Jacques Baratier, France/Italy, 1962, 35mm, 95m
French with English subtitles
Baratier’s playfully colorful and rarely screened final feature takes “surreal sci-fi” to new heights. The titular poupée, or “doll,” is in fact the robot wife of a revolutionary impersonating the leader of a fictional Latin American country. La Poupée is part theater of the absurd, part musical with Greek chorus, with an extravagant use of color and staging that make for a singular visual journey. “A highly stylized mix of Grand Guignol, cabaret, and surrealist theater that puts together the incomparable Polish star Zbigniew Cybulski at his most eccentric with the glacial Canadian transvestite Sonne Teal.” (Olaf Möller, Film Comment)
Wild Innocence / Sauvage innocence
Philippe Garrel, France/Netherlands, 2001, 35mm, 123m
French with English subtitles
The final film Coutard shot, in sprawling black-and-white widescreen, was for Philippe Garrel, with whom the cinematographer wrote a fresh last chapter to his career. It’s about a director (Medhi Belhaj Kacem) shooting a film inspired by a past lover, a model who OD’d on heroin (with an echo of Garrel’s own past with singer Nico). As the director struggles to complete the film, he’s sucked into a drug deal by his producer (Michel Subor), and things only get darker from there.
Paul Newman Directs
On the Harmfulness of Tobacco
Paul Newman, USA, 1962, 16mm, 25m
The Effect of Gamma Rays on Man-in-the-Moon Marigolds
Paul Newman, USA, 1972, 100m
Not seen publicly since 1962—on a program with Murder, She Said at the Baronet on Third Avenue—On the Harmfulness of Tobacco is the recently rediscovered short film directed by Paul Newman, a Chekhov adaptation starring Michael Strong as Ivan Ivanovich Nyukhin, a lifelong smoker giving a lecture on the dangers of tobacco that gradually unwinds into a lyrical soliloquy on marriage and loneliness.

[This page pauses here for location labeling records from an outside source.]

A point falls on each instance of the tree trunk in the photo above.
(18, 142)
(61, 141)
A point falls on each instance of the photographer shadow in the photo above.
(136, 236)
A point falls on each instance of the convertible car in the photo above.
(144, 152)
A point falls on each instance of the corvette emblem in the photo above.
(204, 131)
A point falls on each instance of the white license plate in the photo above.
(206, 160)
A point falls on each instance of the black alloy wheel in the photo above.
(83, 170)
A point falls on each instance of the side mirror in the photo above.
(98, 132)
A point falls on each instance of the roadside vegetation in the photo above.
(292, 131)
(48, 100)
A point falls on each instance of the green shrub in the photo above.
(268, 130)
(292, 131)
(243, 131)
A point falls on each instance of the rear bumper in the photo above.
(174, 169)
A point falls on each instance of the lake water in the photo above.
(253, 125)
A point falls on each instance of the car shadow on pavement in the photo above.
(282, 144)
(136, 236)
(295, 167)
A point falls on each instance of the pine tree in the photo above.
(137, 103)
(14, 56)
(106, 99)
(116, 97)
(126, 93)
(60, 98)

In addition to this exceedingly rare film, we are also screening Newman’s poignant feature adaptation of Paul Zindel’s Pulitzer Prize–winning play The Effect of Gamma Rays on Man-in-the-Moon Marigolds, starring Joanne Woodward. Followed by Q&A with director-actor Jack Garfein and composer David Amram.
Louis Malle, USA, 1985, 16mm, 90m
Louis Malle first became acquainted with the everyday rhythms of Glencoe, Minnesota, while filming a TV documentary in 1979. After Reagan’s reelection, Malle revisited the farming community to find familiar faces steeped in a period of economic crisis. Glencoe’s residents make up the fabric of God’s Country, opening their homes and sharing their traditions with Malle’s crew. In turn, Malle speaks with the warmth and empathy of a humbled traveler as he seeks fragments of Glencoe’s essence.
Live Film Comment Podcast: “Before and After”
Cinema après Trump! This live recording of the Film Comment Podcast tackles how we might view certain films and the cultural endeavor differently in light of the 2016 election and a wildly changed political landscape. Featuring Nicolas Rapold, Editor of Film Comment, and special guests to be announced.
Men… / Männer…
Doris Dörrie, West Germany, 1985, 35mm, 99m
German with English subtitles
“’German screwball comedy’ are words not often heard together. But in 1985, Doris Dörrie gifted the movie world with Men…, which comprised all the necessary elements. The story of a jilted husband who, on the sly, becomes the roommate of and gradually befriends his wife’s new, artsy lover is fast-paced silliness, full of witty dialogue and engaging performances. The movie is not easy to find, with only a terribly transferred and even more terribly dubbed DVD available in the U.S.” (Laura Kern, Film Comment) Catch it at this rare screening. Print courtesy of Deutsche Kinemathek.